Punxsutawney Phil is set to make his famous groundhog forecast early Sunday, and after a winter like this one, more folks than usual may be hoping he doesn’t see his shadow.

The Punxsutawney Groundhog Club expects about 20,000 people on hand for the event, executive director Katie Donald told The Associated Press. This is the first year that Groundhog Day coincides with the Super Bowl.


PUNXSUTAWNEY, Pa. — Punxsutawney Phil, most famous groundhog in history, emerged from his burrow early Sunday morning and with the help of his handlers declared that he saw his shadow.

The Groundhog Day prediction means six more weeks of winter.

Phil made his weather prediction just before 7:30 a.m. in front of thousands of onlookers at Gobbler’s Knob in the tiny western Pennsylvania town of Punxsutawney, about 65 miles northeast of Pittsburgh.

The Groundhog Day celebration is rooted in a German superstition that says if a hibernating animal casts a shadow on Feb. 2, the Christian holiday of Candlemas, winter will last another six weeks.
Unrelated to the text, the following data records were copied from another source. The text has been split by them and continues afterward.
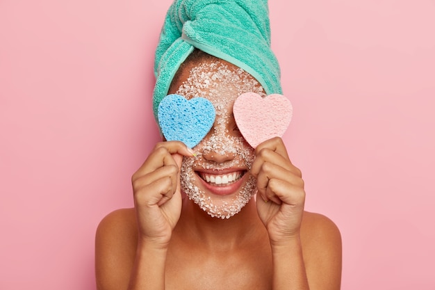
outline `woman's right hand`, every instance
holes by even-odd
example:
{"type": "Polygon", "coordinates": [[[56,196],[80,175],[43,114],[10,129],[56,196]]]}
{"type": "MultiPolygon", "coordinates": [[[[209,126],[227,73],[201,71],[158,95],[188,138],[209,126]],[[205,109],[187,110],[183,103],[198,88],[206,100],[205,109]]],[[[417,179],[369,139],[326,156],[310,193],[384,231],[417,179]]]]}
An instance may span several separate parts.
{"type": "Polygon", "coordinates": [[[133,175],[139,242],[167,246],[181,213],[181,161],[193,154],[182,142],[161,142],[133,175]]]}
If no shadow is seen, legend says, spring will come early.

Phil has not seen his shadow just 17 times since 1886, according to incomplete records kept by the Groundhog Club’s Inner Circle, which is responsible for caring for the groundhog and putting on the annual ceremony.

Last year, Phil did not see his shadow.

The accuracy of the groundhog’s predictions, however, has long been debated.

Interest in the holiday has soared in the last two decades thanks largely to the 1993 Bill Murray comedy “Groundhog Day,” in which a weatherman becomes trapped reliving the holiday again and again.

Crowds at the event have grown from a few thousand before the movie came out to tens of thousands after.